With apologies to surrealist artist and world-class eccentric Salvador Dali, from whom the headline was borrowed, a persistent institutional memory would remind us that some problems seem more like permanent conditions rather than things that can be fixed.

A case in point is the shortage of petroleum industry technical talent, which a casual observer might reasonably assume is a brand new crisis. Not quite. Consider the following commentary in a respected industry trade journal:

“Enrollments in engineering colleges have been falling off, largely due to a widely and erroneously held belief that engineers were in oversupply. In the present emergency there is fear of drafting engineers in positions for which their engineering training and experience are not mandatory. Already there is evidence of a critical shortage of engineers and other technically trained personnel in many branches of the industry. It is estimated that in normal peace time 20,000 graduates in engineering are required by industry annually. In each of the last two years 50,000 engineers were graduated from colleges throughout the country and all were absorbed by industry. This large number included engineers whose engineering education was delayed or interrupted by the war. Enrollments of engineering students are now showing a startling decline. Under present draft regulations there is likely to be a further drastic drop in enrollments. A minimum of at least 30,000 new graduate engineers annually are needed in industry for the emergency. To obtain this number requires an annual freshman enrollment of 60,000, or more than twice the number of engineering students entering this year. The total enrollment of all students in the colleges of the nation [last year] was 6.6 percent less than [the year before] but engineering enrollments for the same year were 20 percent less.”

The years were disguised to make it harder to guess when this was written, but other clues may get you close. It appeared in the February, 1951 issue of The Petroleum Engineer, which, as some of you may know, is this magazine’s predecessor.

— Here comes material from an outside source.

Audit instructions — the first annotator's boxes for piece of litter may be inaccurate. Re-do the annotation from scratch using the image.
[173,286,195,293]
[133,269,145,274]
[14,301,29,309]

The author obtained the data from a study done by the Manpower Committee of the American Society for Engineering Education (judging by its name, this organization seems remarkably well suited to such an effort). Obviously the trend of declining enrollment did not continue at the same rate, or else engineers would be in extremely short supply by now.
At the time, the US military, with conscription in effect, was a large consumer of engineering manpower. This not the case today, of course, but removing that factor alone would not have reversed the decline. Some thing or things happened to either slow the decline or stabilize the numbers, because we seem to be muddling through, as nearby ads for the latest tech amply attest. Remember, this shrill warning of “…impending scarcity of engineering and technical talent…” was issued 56 years ago.

But whether or not there’s a shortage of engineers is another fish to fry. The point here is some industry problems seem eternal. Browsing old issues of The Petroleum Engineer is an education in their, er, persistence. Young idealists who think problems can be eliminated should learn from older and wiser colleagues who know many problems can only be managed. They never go away.